# Keeping Soft Paws on the Dew Claw



## xplorer7 (Sep 5, 2011)

I've been using soft paws on my cat and I'm very pleased. They are been wonderful and worked as advertised with only one exception: The covers that I put on the dew claws last practically no time at all before they fall off. So far, I have followed the instructions that came with the Soft Paws, but I'm wondering if I should skip trimming the dew claws before applying the Soft Paws to leave more surface area for them to adhere to--especially since the dew claw seems to be shorter on my cat after trimming than the other claws. I have also only used the colors with the new cleated design that are supposed to adhere better, but I'm guessing that's a good thing. Finally, my vet pointed out that the dew claw is shaped differently from the other claws, and since they don't custom make some soft paws to fit the dew claw, this is a common complaint. This gave me an idea: how would soft claws for small dogs work on a cat's dew claws?

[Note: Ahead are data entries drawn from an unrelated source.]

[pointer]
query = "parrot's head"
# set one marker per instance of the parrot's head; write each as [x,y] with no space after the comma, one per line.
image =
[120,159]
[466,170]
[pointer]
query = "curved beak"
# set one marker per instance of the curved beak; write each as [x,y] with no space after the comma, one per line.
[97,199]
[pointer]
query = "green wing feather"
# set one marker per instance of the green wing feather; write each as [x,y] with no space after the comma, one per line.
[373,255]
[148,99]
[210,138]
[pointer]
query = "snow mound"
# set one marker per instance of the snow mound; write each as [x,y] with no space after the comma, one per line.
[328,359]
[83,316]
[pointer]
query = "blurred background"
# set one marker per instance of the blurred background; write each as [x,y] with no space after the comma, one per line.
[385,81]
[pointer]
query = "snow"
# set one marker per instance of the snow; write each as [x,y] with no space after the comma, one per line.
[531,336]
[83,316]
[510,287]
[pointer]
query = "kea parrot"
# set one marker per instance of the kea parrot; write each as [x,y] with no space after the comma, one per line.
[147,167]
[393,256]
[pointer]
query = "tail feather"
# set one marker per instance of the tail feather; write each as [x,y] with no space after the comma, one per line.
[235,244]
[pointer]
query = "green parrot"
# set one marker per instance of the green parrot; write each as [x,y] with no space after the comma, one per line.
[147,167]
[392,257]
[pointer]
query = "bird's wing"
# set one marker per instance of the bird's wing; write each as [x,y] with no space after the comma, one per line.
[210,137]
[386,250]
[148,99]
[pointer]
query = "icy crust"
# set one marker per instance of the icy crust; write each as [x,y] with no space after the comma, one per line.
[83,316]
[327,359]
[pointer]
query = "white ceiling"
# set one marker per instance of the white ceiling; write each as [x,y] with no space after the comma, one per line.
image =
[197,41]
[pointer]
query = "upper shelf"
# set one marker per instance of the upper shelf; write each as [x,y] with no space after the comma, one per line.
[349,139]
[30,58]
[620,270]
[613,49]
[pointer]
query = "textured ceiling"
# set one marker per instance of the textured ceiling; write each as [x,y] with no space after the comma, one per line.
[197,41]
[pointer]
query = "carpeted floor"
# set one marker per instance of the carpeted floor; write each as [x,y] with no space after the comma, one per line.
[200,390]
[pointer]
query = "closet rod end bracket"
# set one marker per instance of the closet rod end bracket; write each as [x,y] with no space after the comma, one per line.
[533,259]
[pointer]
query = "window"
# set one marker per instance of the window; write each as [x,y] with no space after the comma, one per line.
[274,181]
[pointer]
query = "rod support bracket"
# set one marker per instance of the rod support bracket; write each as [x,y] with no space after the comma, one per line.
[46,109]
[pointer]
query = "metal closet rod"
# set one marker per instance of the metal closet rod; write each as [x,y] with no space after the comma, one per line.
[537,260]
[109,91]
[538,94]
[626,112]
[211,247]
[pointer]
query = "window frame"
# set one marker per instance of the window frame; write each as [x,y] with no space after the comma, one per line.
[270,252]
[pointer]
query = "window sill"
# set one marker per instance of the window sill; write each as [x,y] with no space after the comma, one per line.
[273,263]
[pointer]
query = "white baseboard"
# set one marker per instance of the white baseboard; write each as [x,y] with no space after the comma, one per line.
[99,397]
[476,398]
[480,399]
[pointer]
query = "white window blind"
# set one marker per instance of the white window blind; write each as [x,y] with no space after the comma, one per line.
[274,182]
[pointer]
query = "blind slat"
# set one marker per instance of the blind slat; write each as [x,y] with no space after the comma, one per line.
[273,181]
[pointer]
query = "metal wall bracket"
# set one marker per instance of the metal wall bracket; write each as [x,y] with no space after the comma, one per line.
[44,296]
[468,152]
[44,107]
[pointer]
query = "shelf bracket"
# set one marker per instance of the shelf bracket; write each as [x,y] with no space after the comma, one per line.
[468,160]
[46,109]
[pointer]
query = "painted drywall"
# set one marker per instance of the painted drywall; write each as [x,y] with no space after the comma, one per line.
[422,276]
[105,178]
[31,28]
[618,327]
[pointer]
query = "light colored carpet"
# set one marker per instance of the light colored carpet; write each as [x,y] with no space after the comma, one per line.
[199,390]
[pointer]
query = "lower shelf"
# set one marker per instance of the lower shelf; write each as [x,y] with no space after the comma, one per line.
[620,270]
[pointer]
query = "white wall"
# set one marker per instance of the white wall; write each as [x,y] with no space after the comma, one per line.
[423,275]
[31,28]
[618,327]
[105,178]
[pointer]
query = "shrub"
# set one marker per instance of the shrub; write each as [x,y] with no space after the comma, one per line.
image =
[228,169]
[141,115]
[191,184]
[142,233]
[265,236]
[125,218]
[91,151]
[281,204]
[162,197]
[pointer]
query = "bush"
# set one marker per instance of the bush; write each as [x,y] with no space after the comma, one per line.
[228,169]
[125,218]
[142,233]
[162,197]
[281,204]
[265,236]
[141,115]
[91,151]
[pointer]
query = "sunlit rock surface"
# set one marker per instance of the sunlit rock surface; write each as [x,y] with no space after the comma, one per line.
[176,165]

Is there anything that can be done to help the soft paws stay longer on the dew claws?


----------



## tghsmith (Dec 9, 2010)

We used soft claws on one cat a few years back(she was putting holes in the other cats, she had issues) I found if I washed and dried her feet, than wiped the claw with a little alcohol, dried it and glued the cover in place they stayed in place better, cats do have some oils on the claws and getting some off may help adhesion,, tinker hated her soft claws and would for hours trying to remove them..


----------



## SpellQ (Dec 12, 2010)

Definitely do not skip trimming it. I have heard of instances where a claw overgrows and curls back into the pad so definitely is important to clip first as directed. AND to take a peek at them at about the 5 or 6 week mark if they haven't fallen off by that point.

When you're poking through the package you'll see sometimes there is actually a variety of sizes within the one pack. I use the smallest for the pinky toes. I use the largest one for the middle toe and the medium for the rest including the dew claw. 

The best thing I can recommend about making sure they don't fall off early is to clip one day and add the caps the next - as well make sure to check that all the excess layers of nail have had a chance to fall or be chewed away before applying the caps.

I'm glad to hear you're having success with them! I'm definitely a big fan.


----------